I am learning scrapy and along with sqlalchemy I got one problem I want to replace the current stock data every time the website is scraped. I came from django background there was update_or_create method as the data used to be replaced on every new update.
I have setup pipelines.py in scrapy as following:
class ScrapySpiderPipeline:
def __init__(self):
"""
Initializes database connection and sessionmaker.
Creates deals table.
"""
engine = db_connect()
create_nepse_table(engine)
self.Session = sessionmaker(bind=engine)
def process_item(self, item, spider):
"""Save deals in the database.
This method is called for every item pipeline component.
"""
session = self.Session()
nepse = NepseDb(**item)
try:
session.add(nepse)
session.commit()
except:
session.rollback()
raise
finally:
session.close()
return item
and my models.py is as following
DeclarativeBase = declarative_base()
def db_connect():
"""
Performs database connection using database settings from settings.py.

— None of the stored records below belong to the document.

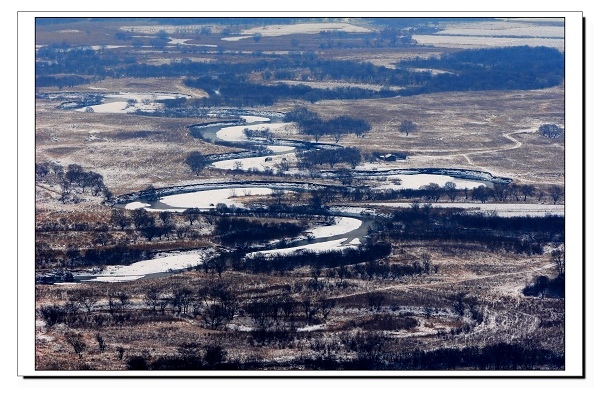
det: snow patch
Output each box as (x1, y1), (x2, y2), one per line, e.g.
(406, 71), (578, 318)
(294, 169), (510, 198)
(306, 217), (362, 239)
(158, 187), (276, 209)
(79, 249), (214, 282)
(124, 201), (150, 210)
(248, 238), (358, 258)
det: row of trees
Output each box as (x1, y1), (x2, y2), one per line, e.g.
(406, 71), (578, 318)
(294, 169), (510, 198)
(36, 162), (111, 202)
(349, 181), (562, 205)
(214, 216), (307, 247)
(372, 207), (564, 255)
(297, 147), (362, 170)
(283, 107), (371, 142)
(470, 183), (562, 204)
(538, 123), (564, 138)
(37, 42), (563, 97)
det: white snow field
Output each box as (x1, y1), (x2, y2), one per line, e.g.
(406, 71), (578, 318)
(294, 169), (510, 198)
(222, 22), (372, 41)
(79, 249), (215, 282)
(305, 217), (362, 239)
(158, 187), (277, 209)
(247, 238), (359, 258)
(216, 122), (290, 142)
(212, 153), (297, 173)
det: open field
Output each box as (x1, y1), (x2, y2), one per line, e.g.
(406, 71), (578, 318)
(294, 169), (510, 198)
(32, 17), (567, 373)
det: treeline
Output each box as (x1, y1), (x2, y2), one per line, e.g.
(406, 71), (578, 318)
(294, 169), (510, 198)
(242, 242), (392, 275)
(298, 147), (362, 169)
(284, 107), (371, 142)
(37, 43), (563, 99)
(371, 208), (565, 255)
(35, 74), (90, 89)
(36, 241), (149, 271)
(303, 342), (564, 370)
(214, 217), (307, 247)
(335, 182), (561, 205)
(36, 162), (111, 203)
(183, 76), (389, 107)
(397, 46), (564, 94)
(127, 341), (563, 370)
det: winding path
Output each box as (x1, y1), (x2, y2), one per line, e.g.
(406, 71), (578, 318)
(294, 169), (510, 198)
(461, 131), (523, 167)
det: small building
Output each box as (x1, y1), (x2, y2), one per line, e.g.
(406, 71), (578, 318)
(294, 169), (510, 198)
(380, 153), (397, 162)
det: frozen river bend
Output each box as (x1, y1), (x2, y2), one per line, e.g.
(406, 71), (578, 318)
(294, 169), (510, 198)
(79, 109), (561, 282)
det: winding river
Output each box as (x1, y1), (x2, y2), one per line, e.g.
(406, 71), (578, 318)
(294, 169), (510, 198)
(79, 109), (560, 282)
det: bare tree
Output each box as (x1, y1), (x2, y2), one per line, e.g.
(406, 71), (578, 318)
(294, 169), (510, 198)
(520, 184), (536, 202)
(549, 185), (563, 204)
(366, 292), (386, 311)
(271, 188), (285, 205)
(301, 296), (319, 323)
(145, 287), (162, 313)
(310, 264), (322, 283)
(185, 151), (206, 176)
(116, 346), (125, 360)
(318, 297), (336, 321)
(73, 289), (98, 315)
(111, 209), (130, 230)
(420, 253), (432, 274)
(399, 120), (417, 136)
(551, 249), (565, 275)
(444, 181), (458, 202)
(538, 124), (564, 138)
(172, 289), (194, 315)
(96, 333), (106, 353)
(204, 345), (227, 370)
(183, 208), (201, 225)
(65, 332), (87, 358)
(246, 300), (273, 330)
(280, 294), (297, 319)
(493, 183), (509, 202)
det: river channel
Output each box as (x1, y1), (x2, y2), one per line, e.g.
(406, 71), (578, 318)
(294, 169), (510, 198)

Returns sqlalchemy engine instance
"""
return create_engine(get_project_settings().get("CONNECTION_STRING"))
def create_table(engine):
DeclarativeBase.metadata.create_all(engine)
class NepseDB(DeclarativeBase):
__tablename__ = "nepse_data"
id = Column(Integer, primary_key=True)
index = Column('index', Text())
How do I create or update my index data on next scrape? Any hint will be appreciated.